Al-Murphy / MungeSumstats

Rapid standardisation and quality control of GWAS or QTL summary statistics
https://doi.org/doi:10.18129/B9.bioc.MungeSumstats
75 stars 15 forks source link

Fix GitHub Action #170

Open bschilder opened 1 year ago

bschilder commented 1 year ago

https://github.com/neurogenomics/MungeSumstats/actions/runs/6652926537/job/18077848264

It seems therworkflows GHA is failing due to the inability get some some resource files:

The downloaded binary packages are in
    /var/folders/3s/vfzpb5r51gs6y328rmlgzm7c0000gn/T//RtmpokJdJw/downloaded_packages
── R CMD build ─────────────────────────────────────────────────────────────────
* checking for file ‘.../DESCRIPTION’ ... OK
* preparing ‘MungeSumstats’:
* checking DESCRIPTION meta-information ... OK
* installing the package to build vignettes
* creating vignettes ... ERROR
Error: --- re-building ‘docker.Rmd’ using rmarkdown
--- finished re-building ‘docker.Rmd’
--- re-building ‘MungeSumstats.Rmd’ using rmarkdown
trying URL 'ftp://ftp.ensembl.org/pub/assembly_mapping/homo_sapiens/GRCh37_to_GRCh38.chain.gz'
Content type 'unknown' length 285250 bytes (278 KB)
==================================================
Quitting from lines 660-675 [unnamed-chunk-13] (MungeSumstats.Rmd)
Error: Error: processing vignette 'MungeSumstats.Rmd' failed with diagnostics:
No such file or directory: '/var/folders/3s/vfzpb5r51gs6y328rmm7c0000gn/T//RtmpK6ONEL/file2c69376a9483eduAttainOkbay_standardised.tsv'. Unable to create new file for writing (it does not exist already). Do you have permission to write here, is there space on the disk and does the path exist?
--- failed re-building ‘MungeSumstats.Rmd’
--- re-building ‘OpenGWAS.Rmd’ using rmarkdown
--- finished re-building ‘OpenGWAS.Rmd’
SUMMARY: processing the following file failed:
  ‘MungeSumstats.Rmd’
Error: Error: Vignette re-building failed.
Execution halted
Error: Error in proc$get_built_file() : Build process failed
Calls: <Anonymous> ... build_package -> with_envvar -> force -> <Anonymous>
Execution halted
Error: Process completed with exit code 1.
Run actions/upload-artifact@v3
Warning: No files were found with the provided path: check. No artifacts will be uploaded.
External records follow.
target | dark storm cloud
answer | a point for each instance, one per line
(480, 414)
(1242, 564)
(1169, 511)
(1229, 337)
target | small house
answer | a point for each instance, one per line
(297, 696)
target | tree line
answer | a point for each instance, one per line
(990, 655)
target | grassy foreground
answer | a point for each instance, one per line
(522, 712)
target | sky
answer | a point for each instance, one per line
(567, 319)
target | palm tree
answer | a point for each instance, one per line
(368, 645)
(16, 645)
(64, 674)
This could be due to one or more of the following:

bschilder commented 1 year ago

Actually, it may be more related to this part:

Error: Error: processing vignette 'MungeSumstats.Rmd' failed with diagnostics:
No such file or directory: '/var/folders/3s/vfzpb5r51gs6y328rmm7c0000gn/T//RtmpK6ONEL/file2c69376a9483eduAttainOkbay_standardised.tsv'. Unable to create new file for writing (it does not exist already). Do you have permission to write here, is there space on the disk and does the path exist?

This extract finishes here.